La zinguerie regroupe les éléments métalliques qui collectent et évacuent l'eau de pluie : gouttières, chéneaux, noues et solins. Un défaut à cet endroit se traduit vite par une infiltration, même sur une couverture par ailleurs saine.
- Gouttières et descentes : contrôle de la pente et des fixations
- Noues et solins : reprise de l'étanchéité contre la maçonnerie
- Chéneaux encaissés : nettoyage et vérification de l'écoulement
Pourquoi la zinguerie concentre les risques d'une toiture
Une gouttière mal fixée ou une pente insuffisante laisse l'eau stagner puis déborder le long d'un mur en brique, ce qui accélère l'usure de la façade en plus de celle de la toiture. Les noues, ces lignes creuses où deux pans se rejoignent, et les solins, qui assurent l'étanchéité entre une toiture et un mur ou une souche de cheminée, sont des points où la couverture elle-même peut être saine tout en laissant passer l'eau si la zinguerie qui l'entoure est défaillante. Sur les toitures montalbanaises à faible pente, l'eau ruisselle moins vite que sur un toit très incliné, ce qui laisse plus de temps à une gouttière sous-dimensionnée ou obstruée pour déborder avant d'évacuer le volume reçu.

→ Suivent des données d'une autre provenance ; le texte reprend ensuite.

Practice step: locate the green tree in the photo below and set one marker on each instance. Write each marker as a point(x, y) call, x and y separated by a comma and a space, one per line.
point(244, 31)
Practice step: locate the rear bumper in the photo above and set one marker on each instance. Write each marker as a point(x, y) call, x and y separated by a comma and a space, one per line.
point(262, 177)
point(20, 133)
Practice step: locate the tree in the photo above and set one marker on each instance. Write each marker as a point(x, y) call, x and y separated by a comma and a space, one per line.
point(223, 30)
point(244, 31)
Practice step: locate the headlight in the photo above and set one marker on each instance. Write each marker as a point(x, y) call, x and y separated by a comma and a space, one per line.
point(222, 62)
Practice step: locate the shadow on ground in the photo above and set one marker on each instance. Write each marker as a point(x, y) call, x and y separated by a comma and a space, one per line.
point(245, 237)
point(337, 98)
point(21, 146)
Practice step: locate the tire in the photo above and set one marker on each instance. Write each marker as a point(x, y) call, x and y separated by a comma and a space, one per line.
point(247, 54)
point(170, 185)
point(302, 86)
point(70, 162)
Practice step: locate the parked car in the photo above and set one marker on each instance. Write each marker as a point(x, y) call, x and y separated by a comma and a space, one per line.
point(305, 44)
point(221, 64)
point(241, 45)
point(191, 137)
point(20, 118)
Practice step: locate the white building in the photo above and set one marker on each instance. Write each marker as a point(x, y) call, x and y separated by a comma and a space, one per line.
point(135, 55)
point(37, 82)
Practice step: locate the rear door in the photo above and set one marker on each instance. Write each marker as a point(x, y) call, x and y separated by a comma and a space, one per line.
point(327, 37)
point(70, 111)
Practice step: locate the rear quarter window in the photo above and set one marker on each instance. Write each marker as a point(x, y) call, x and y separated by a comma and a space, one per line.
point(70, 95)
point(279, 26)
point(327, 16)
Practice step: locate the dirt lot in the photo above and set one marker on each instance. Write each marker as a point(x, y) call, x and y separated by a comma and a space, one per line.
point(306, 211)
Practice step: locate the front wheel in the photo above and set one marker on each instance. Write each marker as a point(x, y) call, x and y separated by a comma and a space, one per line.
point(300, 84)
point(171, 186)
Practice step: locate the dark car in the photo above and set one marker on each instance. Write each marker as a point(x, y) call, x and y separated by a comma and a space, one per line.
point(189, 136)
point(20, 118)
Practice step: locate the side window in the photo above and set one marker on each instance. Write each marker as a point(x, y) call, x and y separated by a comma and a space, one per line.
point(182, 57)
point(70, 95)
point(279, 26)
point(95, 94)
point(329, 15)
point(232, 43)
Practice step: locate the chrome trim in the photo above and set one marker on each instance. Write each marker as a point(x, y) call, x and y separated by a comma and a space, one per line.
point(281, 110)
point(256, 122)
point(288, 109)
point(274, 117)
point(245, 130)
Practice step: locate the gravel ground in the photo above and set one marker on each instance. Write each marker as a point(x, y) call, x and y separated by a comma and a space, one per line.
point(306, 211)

Une reprise ciblée sur le point défaillant
La reprise de zinguerie commence par un contrôle de la pente des gouttières et de la fixation des descentes, avant de vérifier l'étanchéité des noues et des solins contre la maçonnerie en brique caractéristique du bâti local. Un chéneau encaissé, intégré dans l'épaisseur du mur plutôt que suspendu en bordure de toit, demande un nettoyage régulier pour rester efficace : un chéneau bouché déborde directement vers l'intérieur de la construction plutôt que vers l'extérieur, ce qui rend son entretien plus important qu'une gouttière classique.